By VICKI JAYNE
When managers face economic uncertainty, the knee-jerk reaction is to cut costs. Now it seems this slash-and-burn approach is not only damaging but futile.
Short-term solutions undermine staff morale but rarely tackle the problem - within a couple of years the pruned costs have grown back.
This is revealed in a survey of international companies undertaken this year by PricewaterhouseCoopers.
The first research to test global business sentiment towards today's more volatile business environment, it shows that the lessons of past downsizing splurges have not yet been learned.
Sure, the bulk of respondents (86 per cent) acknowledge that significant short-term cost reduction programmes can be strongly detrimental to staff morale and loyalty.
More than half of them (56 per cent) also agree that obvious cost-cutting is more about impressing analysts and shareholders than improving the business.
Furthermore, two-thirds of respondents believe that most of the costs (and the personnel) taken out of a business during an economic downturn are back within two to three years.
Despite all this, management apparently finds it hard to kick the cost-cutting habit. The report's key findings highlight an anomaly of the sort non-reformed smokers would recognise.
You know cigarettes are bad for you. But today's measurable buzz has more clout than future decades of healthy living.
Yes, respondents know the downsides of downsizing (or dumbsizing, as it has also been described).
"But," says the report, "this knowledge does not stop most companies from making the same short-term cuts they know to be damaging to the longer-term prospects of the business."
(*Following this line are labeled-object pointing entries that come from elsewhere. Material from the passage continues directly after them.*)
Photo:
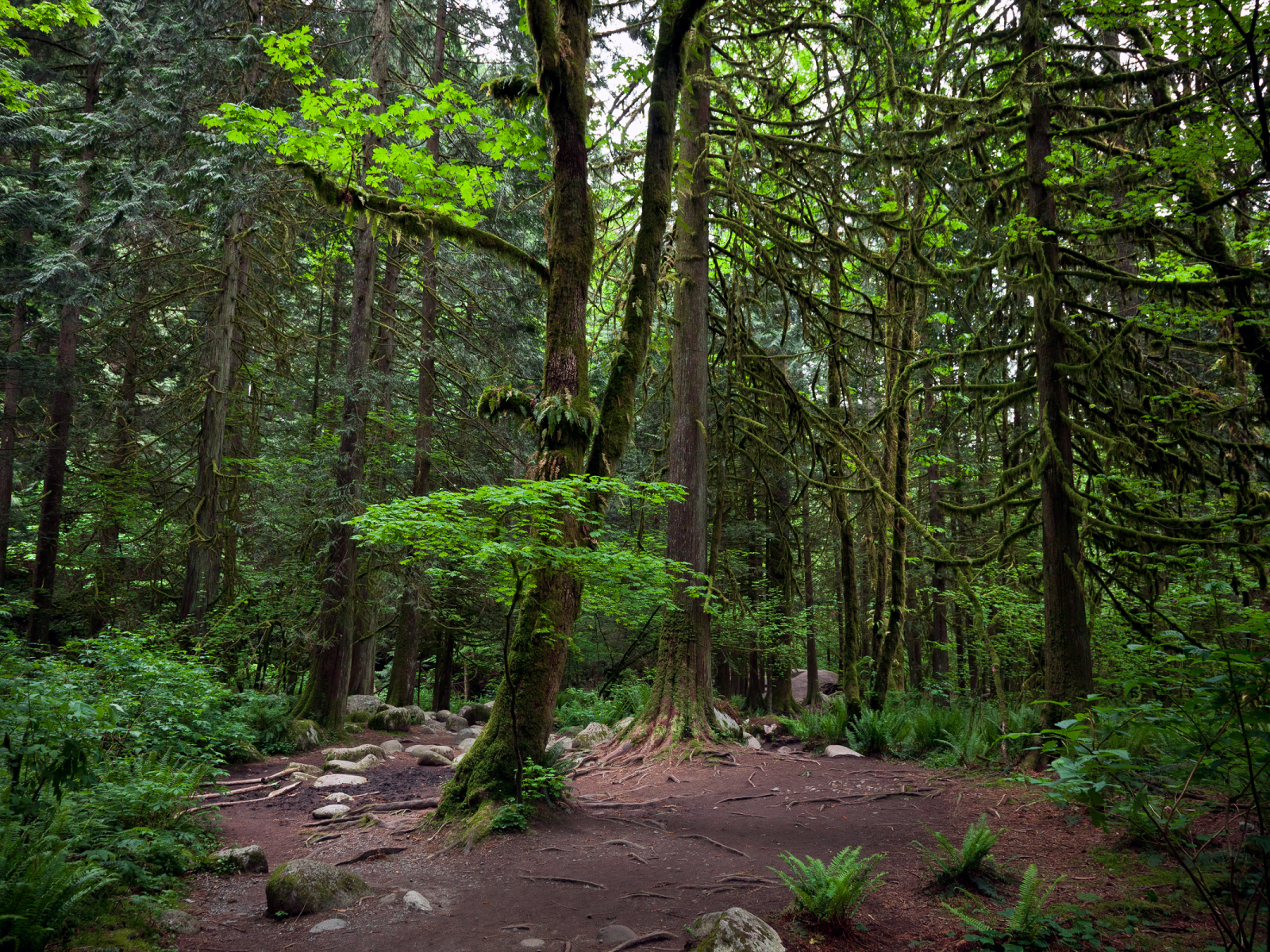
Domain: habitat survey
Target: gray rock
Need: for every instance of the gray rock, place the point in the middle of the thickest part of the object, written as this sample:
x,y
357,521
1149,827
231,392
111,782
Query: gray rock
x,y
394,720
356,753
616,932
244,858
417,901
329,926
734,931
305,735
337,780
179,920
309,886
476,714
838,750
362,704
592,734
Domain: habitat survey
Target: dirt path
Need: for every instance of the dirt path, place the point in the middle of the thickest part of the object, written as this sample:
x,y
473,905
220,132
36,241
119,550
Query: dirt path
x,y
706,843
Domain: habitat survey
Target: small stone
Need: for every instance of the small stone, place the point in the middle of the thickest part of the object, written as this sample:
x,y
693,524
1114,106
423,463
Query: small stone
x,y
245,858
616,932
329,926
337,780
838,750
417,901
179,920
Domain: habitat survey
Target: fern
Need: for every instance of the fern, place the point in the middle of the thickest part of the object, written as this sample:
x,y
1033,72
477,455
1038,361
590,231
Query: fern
x,y
40,889
952,863
831,894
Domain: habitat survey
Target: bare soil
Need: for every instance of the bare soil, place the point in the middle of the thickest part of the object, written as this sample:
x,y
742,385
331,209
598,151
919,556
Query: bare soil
x,y
694,837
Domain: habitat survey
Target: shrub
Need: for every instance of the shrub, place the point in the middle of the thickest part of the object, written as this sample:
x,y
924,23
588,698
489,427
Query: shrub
x,y
962,863
831,894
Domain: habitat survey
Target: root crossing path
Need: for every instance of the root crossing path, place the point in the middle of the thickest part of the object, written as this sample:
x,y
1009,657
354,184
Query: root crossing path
x,y
648,848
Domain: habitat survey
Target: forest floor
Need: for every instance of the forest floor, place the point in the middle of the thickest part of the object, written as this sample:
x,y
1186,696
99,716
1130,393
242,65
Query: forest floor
x,y
657,866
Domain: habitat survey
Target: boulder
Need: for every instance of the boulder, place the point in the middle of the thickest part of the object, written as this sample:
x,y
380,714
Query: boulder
x,y
329,926
356,753
734,931
244,858
417,901
476,714
337,780
838,750
305,735
346,766
310,886
394,720
592,734
456,724
362,704
179,920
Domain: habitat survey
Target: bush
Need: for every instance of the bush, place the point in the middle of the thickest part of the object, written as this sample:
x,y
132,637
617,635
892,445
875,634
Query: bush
x,y
832,894
973,858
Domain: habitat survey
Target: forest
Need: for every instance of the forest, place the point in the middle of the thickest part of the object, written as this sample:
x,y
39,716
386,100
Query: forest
x,y
685,376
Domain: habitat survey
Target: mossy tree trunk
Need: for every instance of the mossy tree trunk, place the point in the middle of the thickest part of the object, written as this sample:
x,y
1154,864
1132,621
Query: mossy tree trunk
x,y
679,704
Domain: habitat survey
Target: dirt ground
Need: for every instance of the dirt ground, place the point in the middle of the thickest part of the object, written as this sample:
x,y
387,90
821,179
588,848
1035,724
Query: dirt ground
x,y
652,848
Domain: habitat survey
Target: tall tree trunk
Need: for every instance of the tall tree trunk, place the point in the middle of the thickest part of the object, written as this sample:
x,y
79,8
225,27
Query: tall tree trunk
x,y
50,530
327,695
403,679
202,583
1068,662
679,704
525,704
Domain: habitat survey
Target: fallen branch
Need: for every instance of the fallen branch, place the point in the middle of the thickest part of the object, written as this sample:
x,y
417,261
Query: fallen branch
x,y
698,835
565,879
645,939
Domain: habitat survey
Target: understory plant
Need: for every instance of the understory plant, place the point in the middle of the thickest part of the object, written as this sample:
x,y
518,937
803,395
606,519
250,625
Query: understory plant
x,y
967,863
831,894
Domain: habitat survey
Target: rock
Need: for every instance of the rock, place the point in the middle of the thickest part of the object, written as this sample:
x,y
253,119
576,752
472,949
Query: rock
x,y
455,724
592,734
305,735
356,753
362,704
734,931
244,858
838,750
329,926
417,901
347,766
476,714
181,920
395,720
310,886
337,780
616,932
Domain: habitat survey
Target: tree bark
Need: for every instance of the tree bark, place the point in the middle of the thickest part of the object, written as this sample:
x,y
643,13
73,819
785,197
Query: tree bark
x,y
1068,662
63,405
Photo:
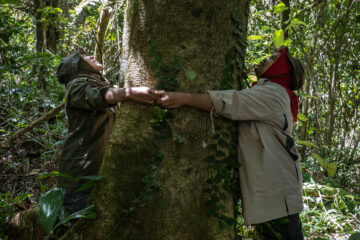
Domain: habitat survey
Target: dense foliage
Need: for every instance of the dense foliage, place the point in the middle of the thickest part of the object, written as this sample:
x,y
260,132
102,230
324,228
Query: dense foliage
x,y
324,34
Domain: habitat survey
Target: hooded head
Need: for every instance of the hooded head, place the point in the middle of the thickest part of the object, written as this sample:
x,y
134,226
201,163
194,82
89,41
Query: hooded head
x,y
74,66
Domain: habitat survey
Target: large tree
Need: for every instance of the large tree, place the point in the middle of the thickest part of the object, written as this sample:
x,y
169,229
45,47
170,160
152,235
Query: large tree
x,y
155,171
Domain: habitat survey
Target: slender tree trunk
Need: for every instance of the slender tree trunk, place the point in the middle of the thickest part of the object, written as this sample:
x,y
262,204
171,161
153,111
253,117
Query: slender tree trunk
x,y
40,40
101,29
285,16
52,33
160,183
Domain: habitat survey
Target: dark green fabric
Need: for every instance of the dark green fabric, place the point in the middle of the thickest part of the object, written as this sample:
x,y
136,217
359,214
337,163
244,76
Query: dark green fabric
x,y
68,68
90,121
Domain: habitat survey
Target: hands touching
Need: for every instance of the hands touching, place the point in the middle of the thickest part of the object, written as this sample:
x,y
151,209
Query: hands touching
x,y
177,99
142,94
172,99
162,98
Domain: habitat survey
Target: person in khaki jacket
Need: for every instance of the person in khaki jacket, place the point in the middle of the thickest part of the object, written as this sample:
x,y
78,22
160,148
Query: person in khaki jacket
x,y
270,175
89,103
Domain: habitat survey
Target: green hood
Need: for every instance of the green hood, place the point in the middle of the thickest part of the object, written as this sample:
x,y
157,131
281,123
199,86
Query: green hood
x,y
74,66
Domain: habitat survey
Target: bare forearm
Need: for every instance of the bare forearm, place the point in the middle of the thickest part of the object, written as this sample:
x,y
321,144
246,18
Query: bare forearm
x,y
137,94
198,100
115,95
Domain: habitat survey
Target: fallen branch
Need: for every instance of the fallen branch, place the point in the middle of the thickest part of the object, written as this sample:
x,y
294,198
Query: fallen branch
x,y
7,143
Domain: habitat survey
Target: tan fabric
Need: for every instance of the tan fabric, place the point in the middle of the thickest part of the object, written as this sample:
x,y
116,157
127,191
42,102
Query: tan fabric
x,y
270,178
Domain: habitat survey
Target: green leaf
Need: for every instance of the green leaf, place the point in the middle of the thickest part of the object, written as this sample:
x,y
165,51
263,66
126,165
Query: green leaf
x,y
57,174
320,160
178,138
331,169
278,38
295,22
306,143
88,212
254,37
278,9
92,178
287,42
355,236
258,60
8,2
308,96
50,205
190,74
302,117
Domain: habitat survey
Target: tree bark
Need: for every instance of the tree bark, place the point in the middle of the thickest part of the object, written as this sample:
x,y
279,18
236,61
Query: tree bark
x,y
101,29
172,192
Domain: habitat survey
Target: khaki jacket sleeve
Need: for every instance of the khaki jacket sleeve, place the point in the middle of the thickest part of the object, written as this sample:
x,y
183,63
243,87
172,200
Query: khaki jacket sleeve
x,y
259,103
83,95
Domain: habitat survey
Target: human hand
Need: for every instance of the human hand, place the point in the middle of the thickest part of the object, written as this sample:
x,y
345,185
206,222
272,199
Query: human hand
x,y
142,94
172,99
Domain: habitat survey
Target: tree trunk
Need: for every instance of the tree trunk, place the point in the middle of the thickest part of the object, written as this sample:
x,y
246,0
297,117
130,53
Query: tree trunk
x,y
52,33
101,29
40,40
155,184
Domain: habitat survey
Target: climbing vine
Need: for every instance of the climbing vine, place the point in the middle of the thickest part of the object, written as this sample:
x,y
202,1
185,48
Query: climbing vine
x,y
223,158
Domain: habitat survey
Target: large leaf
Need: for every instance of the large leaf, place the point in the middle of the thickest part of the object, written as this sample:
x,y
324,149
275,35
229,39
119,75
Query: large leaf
x,y
306,143
355,236
278,38
254,37
50,205
190,74
308,96
88,212
320,160
331,169
295,22
280,8
302,117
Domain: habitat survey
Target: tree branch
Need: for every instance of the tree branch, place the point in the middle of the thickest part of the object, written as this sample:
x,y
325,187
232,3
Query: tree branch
x,y
7,143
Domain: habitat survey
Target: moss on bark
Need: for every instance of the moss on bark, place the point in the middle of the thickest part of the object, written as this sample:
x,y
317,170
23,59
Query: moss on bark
x,y
200,33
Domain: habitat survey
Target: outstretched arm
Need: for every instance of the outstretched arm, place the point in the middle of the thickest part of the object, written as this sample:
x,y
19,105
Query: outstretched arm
x,y
138,94
177,99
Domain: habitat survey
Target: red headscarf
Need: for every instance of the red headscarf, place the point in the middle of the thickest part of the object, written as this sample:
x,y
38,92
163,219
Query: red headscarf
x,y
280,72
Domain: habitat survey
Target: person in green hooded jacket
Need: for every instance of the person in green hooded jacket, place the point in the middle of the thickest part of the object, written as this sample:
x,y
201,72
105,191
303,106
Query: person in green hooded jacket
x,y
89,103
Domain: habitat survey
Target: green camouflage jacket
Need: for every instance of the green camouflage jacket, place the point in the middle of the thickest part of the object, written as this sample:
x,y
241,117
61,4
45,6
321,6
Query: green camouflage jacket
x,y
90,121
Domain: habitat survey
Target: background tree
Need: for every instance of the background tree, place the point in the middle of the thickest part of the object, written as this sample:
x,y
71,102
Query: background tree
x,y
155,170
324,34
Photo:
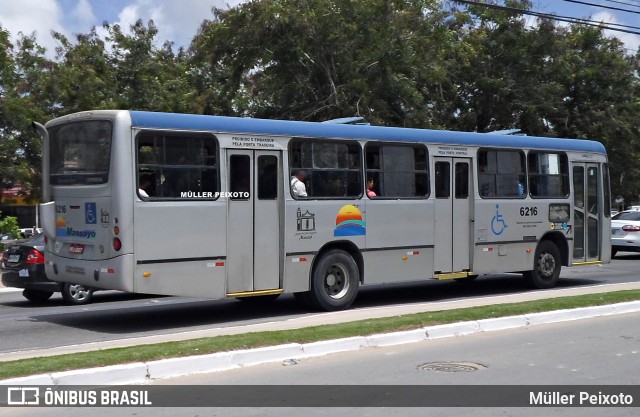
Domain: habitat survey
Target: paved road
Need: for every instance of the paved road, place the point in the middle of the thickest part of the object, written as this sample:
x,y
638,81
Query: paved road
x,y
599,352
118,319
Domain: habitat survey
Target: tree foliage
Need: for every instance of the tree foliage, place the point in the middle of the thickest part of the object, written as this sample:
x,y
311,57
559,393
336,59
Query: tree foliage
x,y
417,63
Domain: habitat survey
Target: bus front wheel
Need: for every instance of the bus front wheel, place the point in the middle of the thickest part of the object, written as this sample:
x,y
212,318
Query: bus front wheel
x,y
546,266
335,280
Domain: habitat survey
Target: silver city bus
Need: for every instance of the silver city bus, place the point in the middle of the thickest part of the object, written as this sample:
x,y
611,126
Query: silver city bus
x,y
205,206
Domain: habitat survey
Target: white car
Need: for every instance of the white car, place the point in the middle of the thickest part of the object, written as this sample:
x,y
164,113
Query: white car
x,y
625,232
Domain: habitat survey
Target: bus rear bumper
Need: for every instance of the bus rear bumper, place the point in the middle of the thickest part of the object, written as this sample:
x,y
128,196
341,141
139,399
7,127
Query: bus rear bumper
x,y
106,274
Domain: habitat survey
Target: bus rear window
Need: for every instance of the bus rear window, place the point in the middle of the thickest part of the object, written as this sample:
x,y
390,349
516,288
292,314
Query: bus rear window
x,y
80,153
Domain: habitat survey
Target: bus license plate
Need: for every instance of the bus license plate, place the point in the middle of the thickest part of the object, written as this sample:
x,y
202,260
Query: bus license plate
x,y
76,249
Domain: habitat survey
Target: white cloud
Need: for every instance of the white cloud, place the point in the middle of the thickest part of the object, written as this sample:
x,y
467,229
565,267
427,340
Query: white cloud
x,y
177,21
631,41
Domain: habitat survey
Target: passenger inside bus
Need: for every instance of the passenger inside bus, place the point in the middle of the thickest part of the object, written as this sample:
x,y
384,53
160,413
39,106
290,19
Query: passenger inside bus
x,y
370,186
145,185
297,184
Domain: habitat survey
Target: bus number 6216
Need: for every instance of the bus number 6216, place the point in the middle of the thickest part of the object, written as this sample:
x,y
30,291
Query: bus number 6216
x,y
528,211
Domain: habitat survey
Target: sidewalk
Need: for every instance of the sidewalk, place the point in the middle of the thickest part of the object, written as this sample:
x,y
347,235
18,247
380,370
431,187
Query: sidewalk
x,y
321,319
142,372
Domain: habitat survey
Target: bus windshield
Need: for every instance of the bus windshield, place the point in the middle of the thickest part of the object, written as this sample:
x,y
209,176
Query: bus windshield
x,y
80,153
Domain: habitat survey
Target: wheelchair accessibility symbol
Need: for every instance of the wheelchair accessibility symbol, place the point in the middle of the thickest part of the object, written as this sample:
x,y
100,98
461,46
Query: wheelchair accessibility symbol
x,y
498,224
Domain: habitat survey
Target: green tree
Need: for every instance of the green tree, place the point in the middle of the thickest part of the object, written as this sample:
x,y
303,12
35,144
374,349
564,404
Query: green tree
x,y
322,59
83,78
22,100
145,77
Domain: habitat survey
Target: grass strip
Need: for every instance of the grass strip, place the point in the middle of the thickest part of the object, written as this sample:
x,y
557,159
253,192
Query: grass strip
x,y
145,353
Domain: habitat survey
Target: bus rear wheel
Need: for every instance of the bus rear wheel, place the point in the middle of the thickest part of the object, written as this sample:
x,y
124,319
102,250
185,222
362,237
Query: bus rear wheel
x,y
546,266
334,283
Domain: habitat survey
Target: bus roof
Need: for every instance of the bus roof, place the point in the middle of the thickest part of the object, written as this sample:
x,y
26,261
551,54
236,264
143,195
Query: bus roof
x,y
157,120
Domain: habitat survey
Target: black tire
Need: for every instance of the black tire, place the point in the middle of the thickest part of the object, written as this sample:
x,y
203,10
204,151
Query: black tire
x,y
546,266
467,280
76,294
37,296
334,282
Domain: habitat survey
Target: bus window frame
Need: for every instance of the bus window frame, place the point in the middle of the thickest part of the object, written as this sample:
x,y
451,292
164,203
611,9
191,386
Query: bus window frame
x,y
183,134
566,176
311,170
413,145
523,159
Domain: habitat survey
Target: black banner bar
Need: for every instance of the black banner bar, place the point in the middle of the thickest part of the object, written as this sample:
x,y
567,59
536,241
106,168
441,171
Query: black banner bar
x,y
321,396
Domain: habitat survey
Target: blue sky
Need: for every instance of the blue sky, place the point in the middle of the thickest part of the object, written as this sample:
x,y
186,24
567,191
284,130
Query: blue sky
x,y
179,20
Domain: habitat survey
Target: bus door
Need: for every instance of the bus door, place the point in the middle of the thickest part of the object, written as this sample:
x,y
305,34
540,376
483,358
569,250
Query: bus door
x,y
254,180
452,216
586,212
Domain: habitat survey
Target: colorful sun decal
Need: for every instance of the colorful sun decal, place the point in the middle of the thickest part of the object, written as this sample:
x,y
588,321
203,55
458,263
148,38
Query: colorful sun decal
x,y
349,222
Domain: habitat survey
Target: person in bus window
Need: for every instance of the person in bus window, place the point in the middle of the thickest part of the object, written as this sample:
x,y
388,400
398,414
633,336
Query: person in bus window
x,y
370,185
297,184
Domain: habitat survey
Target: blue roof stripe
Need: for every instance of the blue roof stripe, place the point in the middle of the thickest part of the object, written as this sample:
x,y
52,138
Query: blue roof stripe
x,y
153,120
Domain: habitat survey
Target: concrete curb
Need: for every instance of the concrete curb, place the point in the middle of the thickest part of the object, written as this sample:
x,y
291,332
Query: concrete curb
x,y
140,373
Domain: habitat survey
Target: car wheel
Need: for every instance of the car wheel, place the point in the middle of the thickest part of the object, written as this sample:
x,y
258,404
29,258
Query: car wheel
x,y
76,294
546,266
335,280
37,296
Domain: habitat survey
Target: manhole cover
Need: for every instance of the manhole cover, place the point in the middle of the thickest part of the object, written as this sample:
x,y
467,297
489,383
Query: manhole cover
x,y
452,367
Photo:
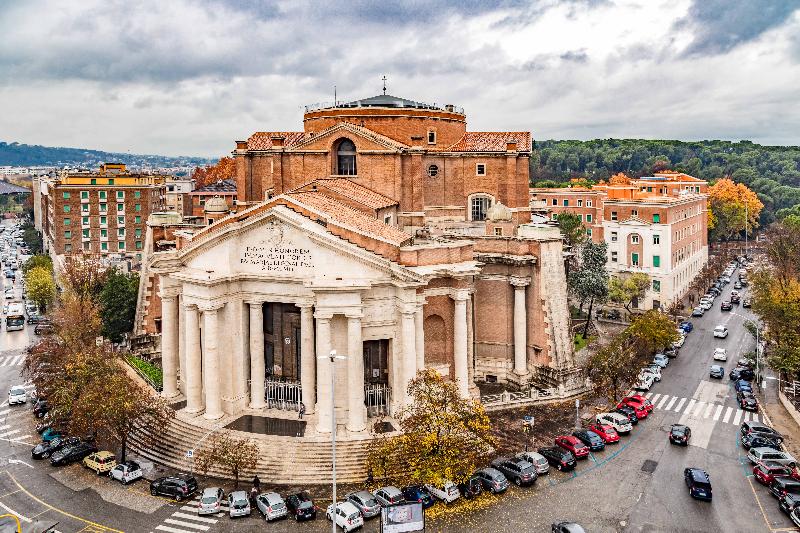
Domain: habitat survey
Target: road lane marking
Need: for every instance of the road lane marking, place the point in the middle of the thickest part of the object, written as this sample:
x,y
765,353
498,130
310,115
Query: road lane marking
x,y
689,407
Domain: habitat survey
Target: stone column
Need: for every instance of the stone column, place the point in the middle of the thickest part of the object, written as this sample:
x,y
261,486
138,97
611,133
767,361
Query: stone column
x,y
323,372
356,410
308,362
419,334
194,363
460,342
211,378
257,370
520,326
169,345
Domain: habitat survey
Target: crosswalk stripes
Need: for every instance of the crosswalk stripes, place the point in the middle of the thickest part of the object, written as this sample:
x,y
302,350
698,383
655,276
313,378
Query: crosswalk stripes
x,y
186,519
697,408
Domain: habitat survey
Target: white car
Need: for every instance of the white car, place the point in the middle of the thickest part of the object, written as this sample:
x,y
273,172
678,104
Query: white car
x,y
447,492
348,516
17,394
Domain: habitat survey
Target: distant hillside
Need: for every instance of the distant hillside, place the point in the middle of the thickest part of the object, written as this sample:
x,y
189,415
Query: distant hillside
x,y
16,154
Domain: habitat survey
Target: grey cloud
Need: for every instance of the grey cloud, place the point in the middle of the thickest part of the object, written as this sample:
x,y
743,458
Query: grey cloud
x,y
720,25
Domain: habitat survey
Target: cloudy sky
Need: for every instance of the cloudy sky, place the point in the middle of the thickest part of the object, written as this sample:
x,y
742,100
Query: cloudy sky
x,y
183,77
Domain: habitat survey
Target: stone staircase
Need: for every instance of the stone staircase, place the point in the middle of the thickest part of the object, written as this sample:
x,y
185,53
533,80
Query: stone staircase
x,y
282,460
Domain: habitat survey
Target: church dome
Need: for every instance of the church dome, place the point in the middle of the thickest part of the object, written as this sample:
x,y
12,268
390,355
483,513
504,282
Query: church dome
x,y
216,204
498,212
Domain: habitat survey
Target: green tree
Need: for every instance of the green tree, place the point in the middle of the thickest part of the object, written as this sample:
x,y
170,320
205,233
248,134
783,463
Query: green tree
x,y
625,290
40,286
118,304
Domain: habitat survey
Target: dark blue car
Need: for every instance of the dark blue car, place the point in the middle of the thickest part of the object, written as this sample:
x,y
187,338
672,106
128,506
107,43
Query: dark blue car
x,y
416,493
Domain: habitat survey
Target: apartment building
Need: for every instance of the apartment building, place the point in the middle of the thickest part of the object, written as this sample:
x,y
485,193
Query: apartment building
x,y
655,224
102,211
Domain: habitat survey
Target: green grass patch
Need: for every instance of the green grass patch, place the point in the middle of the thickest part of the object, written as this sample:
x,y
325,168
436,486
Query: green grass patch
x,y
151,371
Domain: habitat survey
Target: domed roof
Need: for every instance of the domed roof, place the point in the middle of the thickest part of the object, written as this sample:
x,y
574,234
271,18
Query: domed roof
x,y
216,204
498,212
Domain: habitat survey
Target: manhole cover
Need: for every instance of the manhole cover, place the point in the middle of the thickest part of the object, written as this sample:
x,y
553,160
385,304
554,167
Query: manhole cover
x,y
649,466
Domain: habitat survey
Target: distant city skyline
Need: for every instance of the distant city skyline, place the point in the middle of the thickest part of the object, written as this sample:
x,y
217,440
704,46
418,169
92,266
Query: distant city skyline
x,y
188,78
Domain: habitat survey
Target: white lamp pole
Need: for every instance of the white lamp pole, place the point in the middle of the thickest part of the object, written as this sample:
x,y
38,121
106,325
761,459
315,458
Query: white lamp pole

Companies get their priorities wrong, say 76 per cent of respondents, in that they are driven by what is easy to measure rather than by what is most effective.
They axe costly parts of the business instead of undertaking a more strategic analysis based on maximising longer-term value.
Faced with uncertainty, management generally opts for the quick-fix solution. Problem is, uncertainty is now a way of life.
Chaos theory, says the report, has become business reality.
"Volatility and unpredictability are facts of life for companies worldwide - illustrated by respondents' lack of agreement over the current economic climate ...
"Our research shows that across industries and geographics, there is no clear view of the market or set pattern to attitudes."
In fact there was a 50:50 split. Half of survey respondents thought they were operating in an economic downturn; the other half didn't.
What PricewaterhouseCoopers set out to test was whether management is meeting the challenge of knowing how to achieve sustainable growth in this unpredictable environment.
Its survey encompassed more than 590 businesses, with turnover ranging from US$500 million ($1075 million) to US$5 billion ($10.7 billion). Geographically, these took in Europe, Britain, the Americas, Africa and Australia.
Interviews were conducted with senior executives, typically at chief finance officer or equivalent level, across a range of industry sectors.
The survey results (outlined in a report entitled Strange Days - Are Businesses Equipped to Catch Opportunity in an Unpredictable World?) uncover the dissonance between theory and reality - a gap between words and deeds.
Good news is the large number of respondents who are conducting spend analyses, who declare businesses should be willing to invest in themselves even in uncertain times, and who see downturns as potential catalysts for positive change.
At the same time, almost 60 per cent of them are undertaking reactive job cutting while even more are implementing freezes on recruitment. They are also deferring what they know is worthwhile investment in IT and marketing.
Australians are particularly active in many cost-reduction areas and significantly above the global average in deferring or cancelling investment.
And New Zealand is no different, says PricewaterhouseCoopers' local auditing and business advisory services partner, Paul Clark.
"Everything in [the report] fits the New Zealand pattern, which is short-term reactive. We have a market that is very much short-term-earnings driven - it doesn't look far enough into the future."
That's not lack of imagination, says Clark. It's more the pressure on local results from overseas owners.
Some costs are not so much removed as displaced. Headcounts may be cut in line with global targets, leaving so few staff that work has to be contracted out, often to former employees, at a higher cost.
Another problem is that new management brooms can sweep through in quick succession and want to impress before moving on.
"You have to hope the market can see through that," says Clark. "Anybody can boost their results by stopping staff replacements or curtailing maintenance programmes."
One area where New Zealand is lagging behind many of the surveyed countries, says Clark, is in the uptake of e-business strategies providing genuine cost reduction.
The trick is to understand which costs add value to the business and which don't.
Effective cost-control programmes tackle good and bad costs in areas ranging from technology (analyse and manage the investment), and workforce (fix processes before firing people), to suppliers, strategy, customers and assets.
The report does not make encouraging reading, says Clark.
"It doesn't provide confidence about where we're going to be in three to five years' time - though perhaps having this sort of information around will prompt companies to look at long-term success stories.
"Instead of having values based on short-term earnings results, they could explain how they are investing in people and in systems that will lead to an increase in shareholder wealth over the longer term."